US backslide on abortion rights tops Google searches in the Philippines

June 27, 2022 - 2:03 PM
Abortion rights supporters protest outside the U.S. Supreme Court two days after the United States Supreme Court ruled in the Dobbs v Women's Health Organization abortion case, overturning the landmark Roe v Wade abortion decision, in Washington, U.S., June 26, 2022. (Reuters/Elizabeth Frantz)

Most Google search queries in the Philippines on Saturday, June 25 were about the United States Supreme Court’s decision to reverse Roe vs Wade, which removed US citizens’ constitutional right to abortion after nearly half a century.

Based on Google Trends data, Filipinos recorded at least 50,000 search queries on Saturday about Roe vs Wade — overtaking “Money Heist Korean,” which was second most searched, and “Lolong,” which became the fourth searched topic after photos of a large animatronic crocodile in Metro Manila went viral.

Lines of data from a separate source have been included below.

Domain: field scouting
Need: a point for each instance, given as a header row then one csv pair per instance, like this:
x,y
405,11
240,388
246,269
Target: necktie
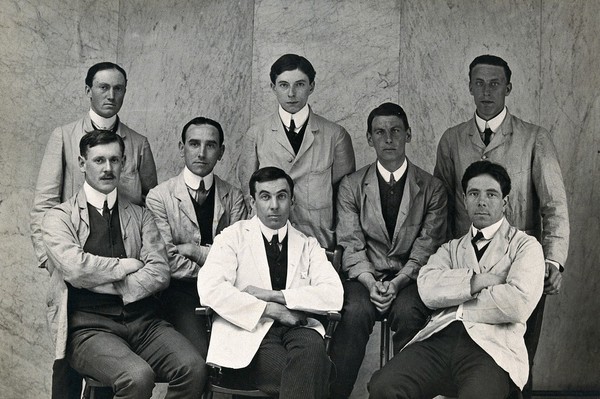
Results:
x,y
487,135
106,212
201,193
274,245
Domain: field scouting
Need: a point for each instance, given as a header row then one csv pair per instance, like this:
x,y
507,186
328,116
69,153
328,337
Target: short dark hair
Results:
x,y
269,173
488,59
201,120
496,171
290,62
102,66
387,109
98,137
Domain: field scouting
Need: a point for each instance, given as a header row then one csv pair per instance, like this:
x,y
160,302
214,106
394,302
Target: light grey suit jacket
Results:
x,y
537,198
238,259
496,317
176,219
420,226
325,156
66,228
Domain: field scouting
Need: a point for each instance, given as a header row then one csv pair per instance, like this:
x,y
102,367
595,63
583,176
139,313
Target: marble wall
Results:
x,y
187,58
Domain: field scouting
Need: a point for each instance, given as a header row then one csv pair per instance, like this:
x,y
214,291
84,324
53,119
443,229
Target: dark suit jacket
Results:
x,y
420,227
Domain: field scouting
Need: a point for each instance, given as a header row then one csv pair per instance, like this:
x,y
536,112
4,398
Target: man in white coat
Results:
x,y
484,287
261,277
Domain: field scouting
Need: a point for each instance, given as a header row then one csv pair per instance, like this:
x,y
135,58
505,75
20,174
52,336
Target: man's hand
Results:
x,y
484,280
131,265
287,317
553,280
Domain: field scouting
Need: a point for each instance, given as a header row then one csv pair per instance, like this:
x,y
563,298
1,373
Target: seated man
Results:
x,y
260,277
109,259
391,218
190,210
483,286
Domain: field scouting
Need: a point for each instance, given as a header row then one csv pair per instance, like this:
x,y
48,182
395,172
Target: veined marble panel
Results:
x,y
186,59
46,48
439,39
568,354
353,46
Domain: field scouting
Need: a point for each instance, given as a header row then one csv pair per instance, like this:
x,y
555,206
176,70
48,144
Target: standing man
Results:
x,y
391,218
108,261
483,288
538,205
314,151
190,210
261,276
60,177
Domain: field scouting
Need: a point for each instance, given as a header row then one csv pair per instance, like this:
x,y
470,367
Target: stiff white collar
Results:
x,y
193,181
96,198
493,123
300,117
398,173
101,122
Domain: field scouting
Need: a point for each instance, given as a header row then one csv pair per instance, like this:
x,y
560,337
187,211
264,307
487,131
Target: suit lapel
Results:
x,y
373,198
185,201
259,254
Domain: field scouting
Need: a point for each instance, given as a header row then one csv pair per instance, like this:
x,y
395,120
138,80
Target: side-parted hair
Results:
x,y
102,66
387,109
494,170
269,173
290,62
488,59
99,137
201,120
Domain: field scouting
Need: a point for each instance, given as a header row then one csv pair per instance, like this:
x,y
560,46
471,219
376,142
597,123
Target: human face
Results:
x,y
107,92
201,150
484,201
489,89
292,89
102,166
389,136
272,202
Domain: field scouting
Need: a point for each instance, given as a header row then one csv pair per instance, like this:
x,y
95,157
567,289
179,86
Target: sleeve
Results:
x,y
513,301
432,233
65,252
440,284
343,157
350,234
155,275
549,186
324,291
216,285
147,170
48,191
445,171
180,266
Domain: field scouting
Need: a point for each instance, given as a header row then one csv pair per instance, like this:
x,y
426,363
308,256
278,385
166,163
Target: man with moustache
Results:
x,y
60,178
483,288
538,204
314,151
260,277
190,210
391,218
108,261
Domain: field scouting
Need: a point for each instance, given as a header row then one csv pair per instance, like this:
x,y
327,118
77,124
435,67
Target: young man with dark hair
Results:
x,y
60,178
190,210
261,277
483,287
391,218
108,261
314,151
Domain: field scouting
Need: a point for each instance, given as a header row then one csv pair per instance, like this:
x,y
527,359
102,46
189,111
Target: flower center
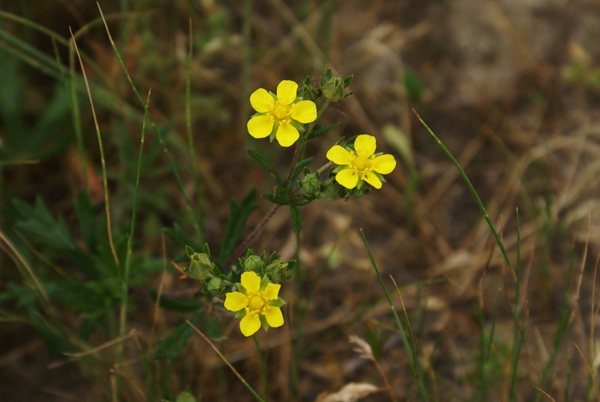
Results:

Over the weekend, Filipinos continued to search about the ruling, based on Google Trends data.

Google Trends aggregates people’s activity on the search engine to measure interest in particular topics at a local level over a period of time.

Filipinos who searched about Roe v. Wade also searched for “abortion” and “legal case.”

Roe vs. Wade refers to the lawsuit that led to the landmark 1973 U.S. Supreme Court decision establishing women’s constitutional right to terminate their pregnancy by abortion. Specifically, the majority opinion found an absolute right to an abortion during the first trimester of pregnancy.

That has been reversed with a 5-4 ruling by the U.S. Supreme Court’s conservative majority, deciding that the Constitution does not protect the right to abortion.

Philippine context of abortion 

If tech-savvy Filipinos’ Google search habits are any indication, the U.S. court’s restriction of women’s reproductive rights must have rung a bell in a country where abortion laws are among the strictest in the world.

RELATED: U.S. Supreme Court overturns Roe v. Wade, ends constitutional right to abortion

Despite being punishable with imprisonment, the practice of abortion remains widespread, with some women resorting to “back-alley” abortions from non-licensed individuals, or taking drugs and herbal concoctions to avoid unplanned births, according to a study in 2005.

The study also linked increasing incidences of induced abortions to women’s difficulty in accessing modern contraceptives and health care.

US journalist Vittoria Elliott, who previously wrote about unsafe abortions in the Philippines, said in a Twitter thread that the Philippines is “a good litmus test” for how women respond to a lack of legal avenues for abortion.

“Through social media and anonymous forums, women buy pills, shipped to them in disguised containers, and self-administer abortions, because there are no other options. It’s an open secret,” Elliott said.

Orthopedic surgeon Robbie Meriales also recounted in a series of tweets that women, often single and low-income, subjected themselves to dangerous methods to terminate their pregnancies.

“At the hospital, we often see the woman with a thready racing pulse, with lower abdominal pain, and foul-smelling bloody vaginal discharge. The fetus is almost always dead. The woman is septic. And will probably die if doctors don’t act fast,” Meriales added.

User  @bobnelsonhuman also tweeted that “discourse in the Philippines on abortion is tough” because adoption is often touted as an alternative despite Filipinos’ contrasting views on blood relations.

Lawyer Oliver Reyes, a lecturer at the University of the Philippines College of Law, tweeted a poll asking his followers: “Do you personally know anyone in the Philippines who has had an abortion?” to determine the abortion cases in the country.

The unofficial Twitter poll yielded 2,163 votes. Of which, 53.5% of the respondents voted “Yes, but an illegal one,” followed by the “I suspect I do” response with 26.7% votes.

At least 16% of the respondents said they do not know anyone who had an abortion while 3.9% said they know an individual who had an abortion overseas.

President-elect Marcos’ previous abortion stance 

President-elect Ferdinand Marcos Jr. said in an interview with TV host Boy Abunda in January that he is open to enacting a law to make abortion legal for victims of sexual crimes.

Marcos added that women who get pregnant due to rape should have the choice to abort or not, and victims of incestual rape should have access to safe abortion.

“The bottom line is, when it comes to the subject of abortion, it is a woman’s decision because it is her body,” Marcos added.

The Philippine Safe Abortion Advocacy Network previously called on the incoming administration to decriminalize abortion in the Philippines to avoid “thousands of preventable deaths” due to lack of access to health care.